Trump, encore plus que Biden, refuse l’entrée de l’Ukraine dans l’Otan. Une garantie nucléaire donnée à l’Ukraine en dehors de l’Otan reviendrait au même. Ce serait un casus belli, aux antipodes de la politique de Trump. Mais une discussion s’est ouverte dans quelques pays d’Europe sur la dissuasion nucléaire. Sur ce point, il faut être rigoureux et précis. La dissuasion nucléaire doit s’incarner dans un dissuadeur unique. Le président Macron le rappelle régulièrement. Aucun pays doté de l’arme nucléaire ne raisonne autrement. Et il y a le débat, tout à fait différent, sur l’étendue de la protection. La Grande-Bretagne ne pourra pas entrer dans cette discussion, car son arme nucléaire est sous double clé avec les États-Unis. Le débat est déjà ouvert en France, notamment après les déclarations sans précédent du nouveau probable chancelier allemand, Friedrich Merz. L’arme nucléaire protège le sanctuaire national et les intérêts vitaux du pays, lesquels n’ont volontairement jamais été précisés (mis à part des phrases vagues sur la dimension européenne de la dissuasion française). S’il fallait opérer cette révolution stratégique, quel pays ou quels intérêts seraient couverts par cette protection ? Est-ce que les Français, puisqu’il s’agit d’eux, accepteraient cette prise de risque en première ligne ? Et surtout, est-ce que l’agresseur potentiel serait convaincu, et donc dissuadé ? À ce stade, je pense que l’ambiguïté dans les intérêts vitaux reste plus dissuasive que leur clarification, mais, comme je l’ai dit, nous vivons un moment sans précédent.
Pourquoi l’Europe manque-t-elle à ce point de leaders de l’envergure de Churchill ?
On ne peut pas souhaiter une nouvelle guerre mondiale pour faire émerger des Churchill, Roosevelt, de Gaulle (et Staline !). Dans les démocraties contemporaines, anhistoriques, où les mandats sont courts, les sondages et le harcèlement par les réseaux sociaux permanents, il risque en effet d’y avoir plus de followers que de leaders. Mais rappelez-vous que Churchill était considéré comme fini avant d’être rappelé par le roi George V et que Truman passait pour un boutiquier de Kansas City. Or, c’est lui qui a pris les décisions historiques de l’après-guerre (plan Marshall, Alliance atlantique, endiguement de l’URSS, Otan). Ne jugeons pas trop vite : les semaines à venir seront vraiment historiques.
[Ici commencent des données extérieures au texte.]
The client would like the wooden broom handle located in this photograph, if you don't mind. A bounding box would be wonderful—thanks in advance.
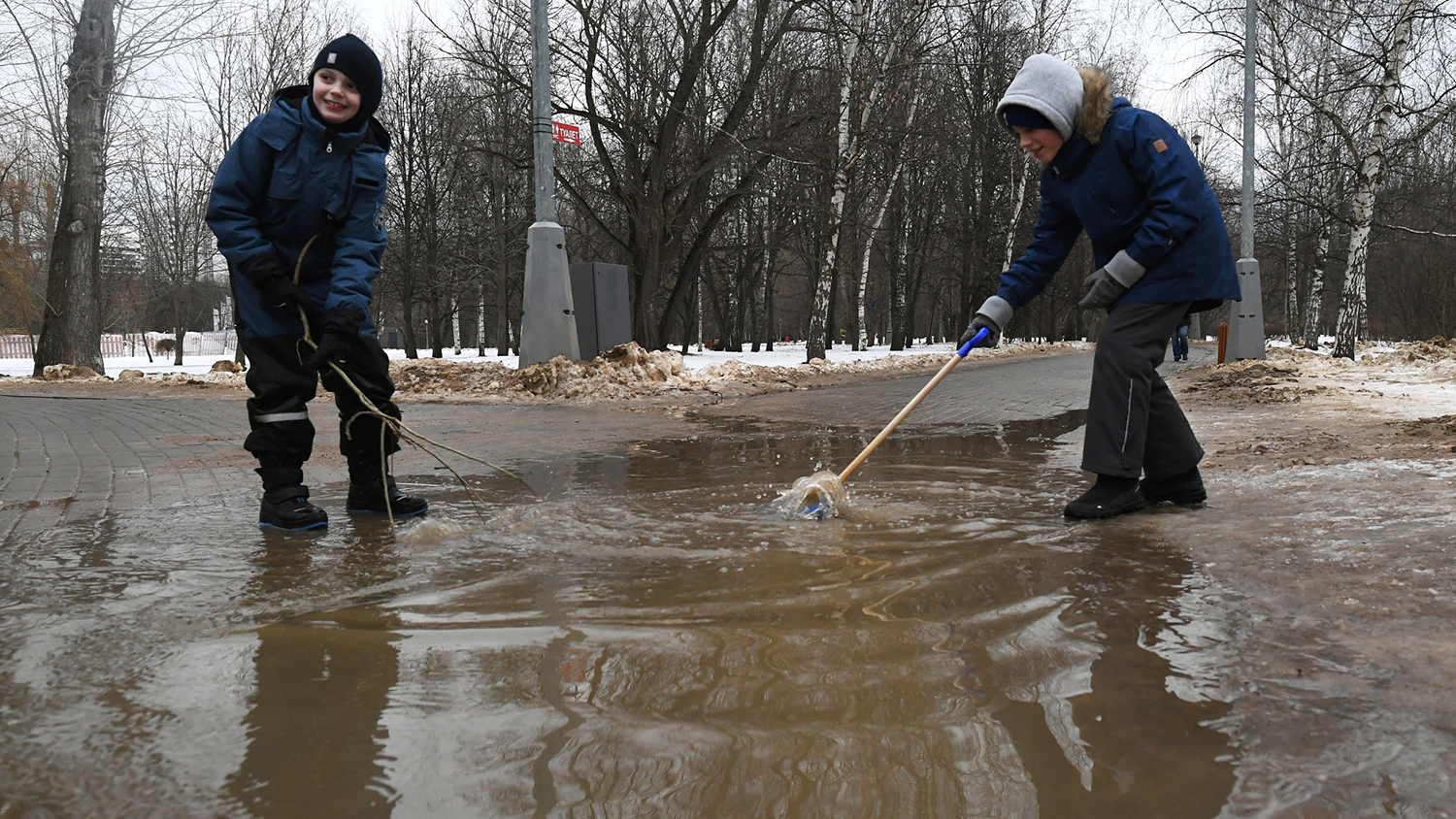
[839,327,990,483]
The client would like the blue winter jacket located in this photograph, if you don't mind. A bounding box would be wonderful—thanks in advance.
[207,85,389,336]
[996,97,1240,310]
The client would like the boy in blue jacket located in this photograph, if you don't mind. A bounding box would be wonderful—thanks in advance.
[961,53,1240,518]
[207,35,427,530]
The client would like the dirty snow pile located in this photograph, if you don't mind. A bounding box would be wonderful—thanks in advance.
[390,342,1086,403]
[1184,338,1456,417]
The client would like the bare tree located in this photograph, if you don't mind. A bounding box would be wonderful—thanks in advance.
[559,0,809,347]
[34,0,116,377]
[128,118,215,365]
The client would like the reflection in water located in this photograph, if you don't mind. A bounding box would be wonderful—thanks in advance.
[349,419,1234,819]
[0,413,1235,819]
[227,541,399,819]
[996,530,1235,819]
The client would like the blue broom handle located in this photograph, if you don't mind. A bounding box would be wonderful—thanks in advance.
[955,327,992,358]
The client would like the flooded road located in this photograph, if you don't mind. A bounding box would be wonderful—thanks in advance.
[0,411,1270,819]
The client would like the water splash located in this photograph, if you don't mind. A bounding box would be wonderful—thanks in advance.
[769,470,849,521]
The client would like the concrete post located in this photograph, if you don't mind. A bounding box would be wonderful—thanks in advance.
[520,0,581,367]
[1228,259,1266,361]
[520,221,581,367]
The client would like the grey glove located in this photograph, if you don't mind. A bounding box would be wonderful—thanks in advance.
[1077,268,1127,310]
[1077,250,1147,310]
[957,295,1013,347]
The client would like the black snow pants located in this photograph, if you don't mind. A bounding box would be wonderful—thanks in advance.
[1082,301,1203,480]
[239,329,399,467]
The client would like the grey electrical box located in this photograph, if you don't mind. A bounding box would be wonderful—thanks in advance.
[571,262,632,361]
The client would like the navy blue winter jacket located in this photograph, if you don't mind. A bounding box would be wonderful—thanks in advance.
[207,85,389,336]
[996,90,1240,310]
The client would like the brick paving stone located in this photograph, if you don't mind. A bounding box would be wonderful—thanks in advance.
[0,344,1213,532]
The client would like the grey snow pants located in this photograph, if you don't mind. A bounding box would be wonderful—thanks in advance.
[1082,301,1203,480]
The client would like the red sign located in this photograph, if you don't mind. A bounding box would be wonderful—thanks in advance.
[550,122,581,146]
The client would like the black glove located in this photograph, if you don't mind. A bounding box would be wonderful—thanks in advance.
[258,277,319,314]
[303,307,364,370]
[242,253,319,312]
[957,312,1001,347]
[1077,268,1127,310]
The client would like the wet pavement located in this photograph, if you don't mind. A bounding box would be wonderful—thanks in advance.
[0,349,1452,819]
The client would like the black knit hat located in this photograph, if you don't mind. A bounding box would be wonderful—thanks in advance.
[309,33,384,129]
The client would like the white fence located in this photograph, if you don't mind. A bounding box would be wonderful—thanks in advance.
[0,330,238,358]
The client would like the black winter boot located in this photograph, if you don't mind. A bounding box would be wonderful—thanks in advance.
[1065,475,1147,519]
[256,467,329,530]
[1139,467,1208,504]
[348,461,430,518]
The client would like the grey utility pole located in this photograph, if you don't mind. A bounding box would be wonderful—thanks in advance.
[1225,0,1264,361]
[520,0,581,367]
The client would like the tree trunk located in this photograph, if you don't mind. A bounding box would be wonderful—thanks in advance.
[856,88,920,349]
[34,0,116,377]
[1334,0,1415,361]
[890,222,910,352]
[450,298,460,355]
[1305,222,1334,349]
[491,155,512,355]
[806,0,865,362]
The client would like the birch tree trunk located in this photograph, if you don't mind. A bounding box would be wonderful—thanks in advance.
[1002,157,1037,275]
[450,298,460,355]
[1334,0,1415,361]
[1305,213,1334,349]
[855,88,920,349]
[890,226,910,350]
[806,0,865,361]
[34,0,116,378]
[475,283,485,358]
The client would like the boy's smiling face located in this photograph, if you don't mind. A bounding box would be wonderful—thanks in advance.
[314,68,360,125]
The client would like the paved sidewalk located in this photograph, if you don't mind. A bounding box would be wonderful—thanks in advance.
[0,342,1213,541]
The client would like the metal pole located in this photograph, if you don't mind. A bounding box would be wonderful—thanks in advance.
[520,0,581,367]
[532,0,556,222]
[1228,0,1266,361]
[1240,0,1260,259]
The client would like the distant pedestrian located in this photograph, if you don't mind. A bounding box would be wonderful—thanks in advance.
[207,35,427,530]
[1174,312,1193,361]
[963,53,1240,518]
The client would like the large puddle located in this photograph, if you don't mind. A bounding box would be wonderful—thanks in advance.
[0,413,1240,819]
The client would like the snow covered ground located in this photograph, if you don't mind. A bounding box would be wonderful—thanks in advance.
[0,342,990,378]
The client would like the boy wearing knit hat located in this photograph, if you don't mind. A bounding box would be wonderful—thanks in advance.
[961,53,1240,518]
[207,35,428,530]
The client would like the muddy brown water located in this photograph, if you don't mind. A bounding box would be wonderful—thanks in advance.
[0,413,1240,819]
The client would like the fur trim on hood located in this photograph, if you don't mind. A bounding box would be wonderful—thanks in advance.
[1077,68,1112,146]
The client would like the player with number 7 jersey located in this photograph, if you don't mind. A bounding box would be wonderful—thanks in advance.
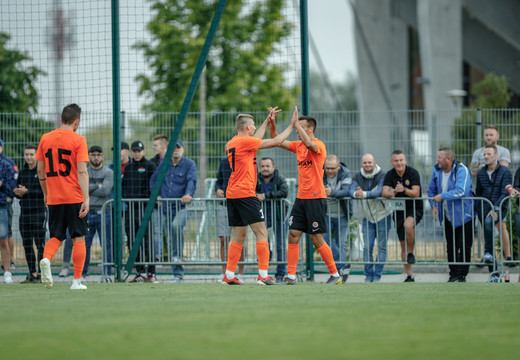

«N’oublions pas que nous avons vécu plusieurs décennies de menaces d’anéantissement Est/Ouest et que la guerre froide n’est pas devenue chaude.» Hubert Védrine
Un effondrement de l’UE vous paraît-il possible ?
Non. Je pense que si Poutine avait voulu attaquer l’Otan, il n’aurait pas attendu qu’elle soit réarmée, renforcée et remobilisée. Mais, comme je ne peux pas le démontrer, je suis très favorable à l’instauration en Europe d’une sorte de porc-épic militaire décourageant toute agression, dirigé par le pôle européen dont j’ai parlé. Dans le domaine commercial et économique, il faut absolument que l’Union européenne (là, elle est compétente) résiste aux coups de butoir de Trump, jusqu’à ce que les contradictions dans son système l’obligent à corriger ses positions. Elle devrait pouvoir préserver sa capacité régulatrice si elle met en œuvre sa toute nouvelle orientation antibureaucratique, et poursuivre la transition écologique. Ce qui suppose de résister à Trump ou de le contourner (en alliance avec les Chinois), mais surtout de convaincre les populations européennes.
Craignez-vous, comme certains, un risque de guerre ? Comment pourrait-elle arriver ?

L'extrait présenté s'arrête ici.